Stringo le mani, saluto, faccio i complimenti di rito schivando i ragazzini che in genere poi invadono il campo, mi guardo attorno senza girare la testa, sorrido o strizzo l’occhio ai miei, guardo verso gli spalti: qualcosa a loro devo sempre e comunque e ci vado col sorriso, ringraziando, scusandomi come stasera, stringendo sempre la loro mano.
Non vorrei mai dimenticare nessuno, a parte me, in quei momenti. Davvero, sono mai state così brutte quelle canzoni?
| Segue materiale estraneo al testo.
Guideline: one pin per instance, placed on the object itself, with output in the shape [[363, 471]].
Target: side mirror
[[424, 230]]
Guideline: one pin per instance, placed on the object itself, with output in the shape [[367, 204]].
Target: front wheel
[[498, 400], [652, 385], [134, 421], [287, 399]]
Che fine hanno fatto i nostri intenti, le nostre tattiche, tutto il lavoro, i sacrifici delle settimane di allenamento, gli sforzi, le notti dormite poche ore, i piani allenamento scritti sul treno, i libri in inglese degli allenatori americani?
Mi assale violenta la scorsa settimana di lavoro, le cose da fare, arretrate a casa, piccolo rifugio, penso alle mie figlie e sorrido un po.
Adesso nulla ritorna, nessun ragionamento: schivo bambini festanti ed urlanti, do qualche pacca ai miei giocatori: qualcosa farò, ma non so ancora bene cosa. Stringo in ultimo ls mano agli arbitri, ringrazio come sempre e ritiro la mia copia del referto. Giallo fa schifo, lo so da sempre e penso che fu bello alla mia prima partita ottenerne, invece, uno rosa.
Penso al lavoro ch c’è da fare, che una serata come questa non ci voleva, che però ne ho superate tante, che capitano, ma non mi rincuora niente ed ho davanti solo l’autostrada per il ritorno a casa dalla lunga trasferta, le ore insonni a ragionare su che diavolo mai avrei potuto fare, poi il treno per tornare a casa, la mattina fredda in motorino verso la stazione. Ho davanti solo ore da solo, qualche canzone in cuffia e del lavoro che non saprò ancora bene come tirar fuori dagli appunti che ho già steso fra mente ed agenda.